Can't see the Forest For the Trees. Rachelle Gardner-2012
Two years ago, I gave my youngest daughter a $99 sewing machine so she could sew, mend, and what not. The what not has turned into some incredible stitched visions.  One of them is Can't See The Forest For the Trees. A link for the process of this technique is:

This piece was accepted into the Crafts National 2012 at the Mulvane Art Museum in Topeka, Kansas.  The exhibition opened May 5th and will run until August 19th. 

Rachelle with The Forest. It is  3' x 9'

Details of work-100% Gütermann thread

Thursday, May 10, 2012

Borrowing From Vintage (again)

Close up of the finished scarf with it's silk Shibori lining

I have always been drawn to the below shawl in my book Vogue Knitting's Vintage Collection. The pattern combines knitting and sewing, which probably explains the attraction.

Halfway into the “Purple Scarf”, I decided it was a good candidate for the lined option. There were two reasons. The yarn (Shetland that I hand painted) was in my opinion a tad bit scratchy. Choosing the pattern that I did, also contributed. I used the “Mock Cable Rib”* that is found on page 42 of Barbara G. Walker’s A Treasury of Knitting Patterns (this is her 1st Volume).

My first swatch was wonderful.
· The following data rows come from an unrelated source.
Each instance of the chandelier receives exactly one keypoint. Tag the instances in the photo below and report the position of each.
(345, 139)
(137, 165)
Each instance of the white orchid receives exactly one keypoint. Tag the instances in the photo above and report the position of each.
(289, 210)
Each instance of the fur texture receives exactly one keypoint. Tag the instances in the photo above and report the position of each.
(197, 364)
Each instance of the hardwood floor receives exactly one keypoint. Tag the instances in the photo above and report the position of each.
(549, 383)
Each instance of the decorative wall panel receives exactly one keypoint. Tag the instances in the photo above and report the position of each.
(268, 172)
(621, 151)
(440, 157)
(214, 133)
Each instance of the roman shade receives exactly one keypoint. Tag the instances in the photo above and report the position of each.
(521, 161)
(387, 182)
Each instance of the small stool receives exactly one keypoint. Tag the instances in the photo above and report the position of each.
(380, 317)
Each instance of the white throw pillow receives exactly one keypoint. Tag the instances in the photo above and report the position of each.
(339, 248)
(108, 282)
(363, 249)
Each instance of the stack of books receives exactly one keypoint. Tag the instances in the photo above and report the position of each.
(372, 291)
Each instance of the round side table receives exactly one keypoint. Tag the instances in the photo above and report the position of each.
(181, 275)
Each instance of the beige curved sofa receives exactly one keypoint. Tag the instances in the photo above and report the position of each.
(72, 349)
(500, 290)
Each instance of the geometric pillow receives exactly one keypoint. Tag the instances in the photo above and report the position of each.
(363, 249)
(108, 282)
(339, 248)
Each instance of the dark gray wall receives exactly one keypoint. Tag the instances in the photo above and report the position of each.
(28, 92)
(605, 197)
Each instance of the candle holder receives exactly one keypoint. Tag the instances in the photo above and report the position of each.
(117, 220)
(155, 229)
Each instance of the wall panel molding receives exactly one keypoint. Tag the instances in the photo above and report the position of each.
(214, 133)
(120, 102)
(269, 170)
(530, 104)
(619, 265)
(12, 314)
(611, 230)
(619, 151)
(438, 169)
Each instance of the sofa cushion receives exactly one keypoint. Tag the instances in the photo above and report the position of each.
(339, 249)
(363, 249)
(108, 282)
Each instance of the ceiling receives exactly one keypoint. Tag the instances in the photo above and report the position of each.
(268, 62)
But as the scarf progressed, it was obvious that it was going to be very heavy (especially at the length that my daughter wanted). I thought it could double as a small shawl if needed.

Out came the silk, dye, cut wood pieces, and clamps. It was Shibori time. I had a few lessons to learn about “off the bolt silk”. It shrinks big time. I ruined two linings because they were to short when I got finished. ** Finally, with the third try I got it right.
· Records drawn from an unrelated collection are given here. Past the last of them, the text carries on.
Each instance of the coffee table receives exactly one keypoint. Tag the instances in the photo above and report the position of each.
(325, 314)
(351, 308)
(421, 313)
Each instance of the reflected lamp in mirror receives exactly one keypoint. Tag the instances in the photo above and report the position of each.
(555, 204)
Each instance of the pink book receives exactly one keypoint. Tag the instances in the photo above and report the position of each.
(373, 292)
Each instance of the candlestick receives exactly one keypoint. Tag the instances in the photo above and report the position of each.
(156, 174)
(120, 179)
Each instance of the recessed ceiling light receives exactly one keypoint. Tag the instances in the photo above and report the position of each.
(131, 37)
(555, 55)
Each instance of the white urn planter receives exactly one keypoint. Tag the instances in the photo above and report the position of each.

Cut wood pattern (wrapped in plastic to keep dye from soaking in) clamped to folded dyed silk

The Shibori piece that lines the scarf is a simple dye,resist, and over dye. I used the same dyes that I painted the yarn with. Now it is a double duty piece with some visual interest that it would not have had if I had just left it as a knitted piece.

*Mock Cable Rib

Multiple of 5 sts plus 2

Rows 1 and 3 (Wrong side)-K2, *p3, k2, rep from *
Row 2-P2* k3, p2, rep from*
Row 4-P2 * skip 2 sts and insert needle knit wise into front of 3rd st then taking point of needle in front of the 2 skipped sts,past these sts and around to the right, catch yarn and knit; then sl the 3rdst off left-hand needle over the 2 skipped sts, taking care not to let the skippedsts come off with it; k2, p2; rep from *.

**Sometimes mistakes turn into good things. I turned the botched linings into a scarf that I love wearing. A picture of it can be found here.